De Europese Commissie stelt in het voorstel dat het initiatief rondom minimumlonen kan bijdragen aan eerlijke lonen en aan opwaartse sociaal-economische convergentie. Ook het belang van een gelijk speelveld is benadrukt door te stellen dat loondumping eerlijke concurrentie binnen de interne markt verstoort. Het kabinet deelt deze opvatting.
De EU heeft de bevoegdheid om het optreden van de lidstaten op het gebied van de arbeidsvoorwaarden te ondersteunen en aan te vullen. De Commissie stelt dat de toegang tot toereikende minimumlonen onderdeel uitmaakt van de arbeidsvoorwaarden. De Commissie stelt dat de voorgestelde voorschriften niet rechtstreeks de hoogte van de beloning raken.
Op basis van voorgaande interpretatie onderschrijft het kabinet de gekozen rechtsbasis, aangezien de vaststelling van de hoogte van het minimumloon op basis van het voorstel een nationale competentie blijft.
Geleidelijk proces
De bepaling van de hoogte van het minimumloon blijft aan lidstaten zelf. De Commissie stelt dat actie op EU-niveau kan bijdragen aan opwaartse
sociaal-economische convergentie en een gelijk speelveld. Dit zijn ook prioritaire thema’s voor het kabinet. Om voor opwaartse sociaal-economische convergentie binnen de EU te zorgen is het noodzakelijk dat de lonen in lidstaten met lagere (minimum)lonen toe bewegen naar de lidstaten met hogere (minimum)lonen. Dit is een geleidelijk proces.
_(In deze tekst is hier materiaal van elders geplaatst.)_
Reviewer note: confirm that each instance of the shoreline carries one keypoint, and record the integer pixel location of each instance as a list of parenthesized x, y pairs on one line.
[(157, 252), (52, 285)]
De lidstaten moeten doeltreffende en betrouwbare instrumenten voor de verzameling van gegevens ontwikkelen, waardoor de lidstaten relevante gegevens over de dekkingsgraad en de toereikendheid van de minimumlonen jaarlijks aan de Commissie kunnen rapporteren.
Nationale bevoegdheid
Adequate minimumlonen kunnen een duurzaam en inclusief economisch herstel ondersteunen. Bij de vaststelling van de hoogte van minimumlonen moeten tegelijkertijd ook de effecten voor onder meer de werkgelegenheid meegewogen worden. Daarom is het van belang dat de vaststelling van de hoogte van het minimumloon een nationale bevoegdheid blijft, omdat sociale partners en overheden van individuele lidstaten het beste in staat zijn om rekening te houden met de nationale kenmerken van hun arbeidsmarkt.